Dans ce contexte, au 16 octobre 2017, les taux de rendement des émissions de l’Etat Français sont négatifs jusqu’à 5 ans, le taux à 10 ans s’élevant (si l’on peut dire…) à 0,77% et le 30 ans à 1,74%. A la même date, l’Espagne « offre » un rendement à 10 ans de 1,56%. Seules l’ltalie et le Portugal à 10 ans affichent des rendements égaux ou supérieurs à l’objectif d’inflation de la BCE, à respectivement 2% et 2,32%. Cependant, toutes échéances confondues, le rendement de l’indice Barclays Treasury est de 0,55% à la même date !
La situation des rendements sur le marché du crédit Investment Grade n’est pas fondamentalement différente en terme de taux réels (le taux d’intérêt nominal moins l’inflation anticipée) : l’indice Barclays Euro Aggregate Corporates au 16 octobre affiche un rendement de 0,50% et son équivalent pour les financières 0,68%. Ainsi, les émissions corporates et financières disponibles sur le marché primaire Investment Grade présentent début octobre les profils suivants : par exemple Cofiroute avec une maturité de 10 ans, est assortie d’un rendement actuariel de 1,23%, Legrand SA à 6 ans 0,59% ; PSA Banque France à 5 ans 0,72%, La Banque Postale à 7 ans 1,01%...
Ainsi, il faut aller sur le marché du High Yield pour trouver des rendements nominaux supérieurs à l’inflation.
Le rendement de l’indice Barclays High Yield Euro au 16 octobre était de 2,88%. A titre d’exemple sur le marché primaire, Altice Finco SA, maturité 15/01/2028 offrait un rendement actuariel lors de son émission récente de 4,75%, mais avec une notation B-.
Le chemin qui nous a conduit à cette situation de rendements réels négatifs sur l’essentiel du gisement obligataire est bien connu. Le « whatever it takes » de Mario Draghi n’était pas une vaine promesse et s’est concrétisé à la fois par une baisse des taux directeurs jusqu’à entrer en territoire négatif à -0,40% pour le taux de dépôt et par la mise en œuvre d’un programme d’achats d’actif (QE) à partir de mars 2015 d’un montant initial de 80 milliards par mois, puis 60 milliards à partir d’avril 2017.
Cette politique qualifiée de « non conventionnelle » de la Banque Centrale Européenne et de ses homologues, a transformé le marché obligataire en marché administré avec un acheteur en dernier ressort exerçant une forte pression à la baisse des rendements.
Même si les achats d’actifs ont concerné les souverains et le corporate Investment Grade, la baisse des rendements s’est étendue par sympathie aux autres segments du marché obligataire, guidée par la quête de rendements des investisseurs. Ce type de politique des Banques Centrales, pratiqué également au Royaume Uni, aux Etats Unis et au Japon a été qualifié parfois de « Répression financière », les rendements ainsi administrés se déconnectant artificiellement du risque des émetteurs.

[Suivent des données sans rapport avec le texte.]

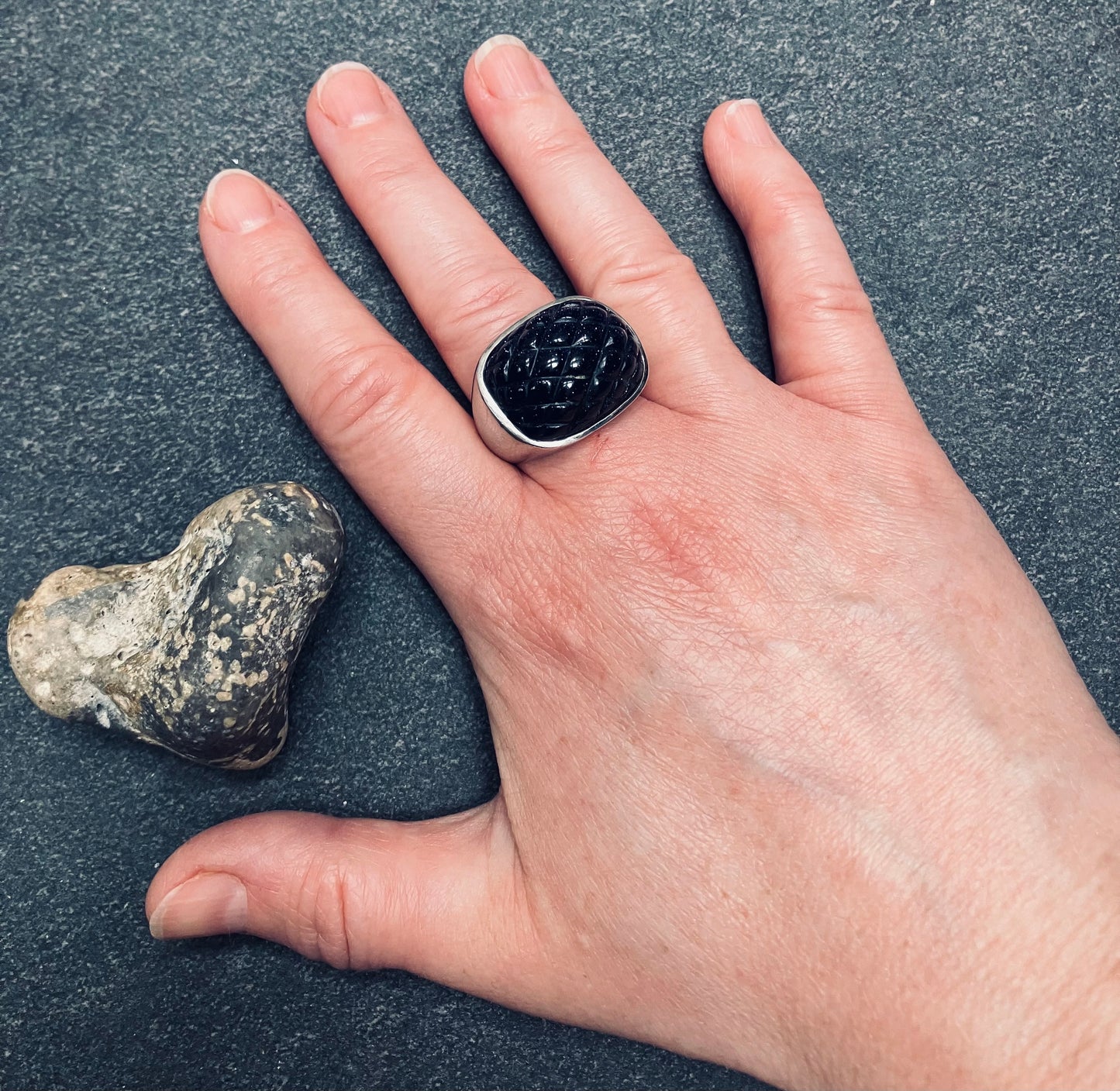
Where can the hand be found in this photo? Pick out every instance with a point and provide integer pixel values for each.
(797, 774)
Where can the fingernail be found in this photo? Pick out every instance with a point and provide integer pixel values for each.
(208, 904)
(745, 120)
(350, 95)
(508, 68)
(236, 201)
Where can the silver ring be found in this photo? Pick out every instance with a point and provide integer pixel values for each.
(554, 377)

Dans son principe pourtant, orienter le taux de financement des acteurs de l’économie réelle en fonction des cycles économiques a toujours fait partie des missions des banques centrales, l’instrument des taux directeurs permettant d’agir sur l’arbitrage entre épargne d’une part, consommation et investissement d’autre part, en fonction des besoins de l’économie.

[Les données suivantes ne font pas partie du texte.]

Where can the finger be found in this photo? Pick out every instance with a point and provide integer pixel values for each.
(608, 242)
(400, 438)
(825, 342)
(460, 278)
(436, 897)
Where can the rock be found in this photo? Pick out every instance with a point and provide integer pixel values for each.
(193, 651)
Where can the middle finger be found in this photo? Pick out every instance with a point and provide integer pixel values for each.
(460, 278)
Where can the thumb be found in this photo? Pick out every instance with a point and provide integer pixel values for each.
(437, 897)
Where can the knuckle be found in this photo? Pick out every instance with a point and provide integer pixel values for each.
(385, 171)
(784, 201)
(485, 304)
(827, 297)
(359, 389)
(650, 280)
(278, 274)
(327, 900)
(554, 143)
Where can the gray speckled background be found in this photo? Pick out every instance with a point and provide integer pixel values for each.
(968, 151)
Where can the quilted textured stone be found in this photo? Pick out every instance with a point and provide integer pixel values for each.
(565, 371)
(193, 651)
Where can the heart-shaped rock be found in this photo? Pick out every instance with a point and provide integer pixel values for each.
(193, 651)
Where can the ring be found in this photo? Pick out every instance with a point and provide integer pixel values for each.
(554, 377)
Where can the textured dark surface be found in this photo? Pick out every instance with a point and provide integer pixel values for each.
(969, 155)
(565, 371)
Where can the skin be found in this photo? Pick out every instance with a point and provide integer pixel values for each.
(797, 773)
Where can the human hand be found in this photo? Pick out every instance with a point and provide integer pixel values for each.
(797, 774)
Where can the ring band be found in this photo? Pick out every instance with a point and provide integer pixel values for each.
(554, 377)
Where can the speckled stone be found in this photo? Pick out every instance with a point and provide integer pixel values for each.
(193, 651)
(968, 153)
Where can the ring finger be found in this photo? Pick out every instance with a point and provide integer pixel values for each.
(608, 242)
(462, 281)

Ainsi, favoriser des taux élevés permet d’encourager l’épargne dans les périodes de surchauffe de l’activité caractérisées par une pénurie de capacités de production et de main d’œuvre pouvant engendrer une hausse excessive de l’inflation. Encourager au contraire des taux bas permet de décourager l’épargne, dans les périodes dans lesquelles la consommation et /ou l’investissement sont jugés insuffisants, avec une inflation à la traîne.
Agir via les taux directeurs, ou bien via les achats d’actifs, s’inscrit dans la panoplie classique des banquiers centraux pour y parvenir.
Ce qui fait le caractère spécifique de la situation actuelle n’est donc pas le type de moyens employés ni même les objectifs recherchés, mais leur ampleur : 2400 milliards de rachats d’actifs à ce jour pour la seule BCE (soit un montant supérieur au total du stock de dette publique de la France) et un taux directeur négatif.
La conséquence de cette politique, à savoir des taux réels négatifs sur l’essentiel du gisement obligataire, n’est pas non plus une première historique : à l’époque des chocs pétroliers des années 70 et de l’inflation galopante à 2 chiffres, les taux réels étaient déjà négatifs.
Puisque les principes qui sont la cause de la situation actuelle sont finalement plus conventionnels qu’il n’y paraît, il existe bien un chemin rationnel fondé sur l’expérience, permettant à l’Asset Manager d’agir de manière adaptée.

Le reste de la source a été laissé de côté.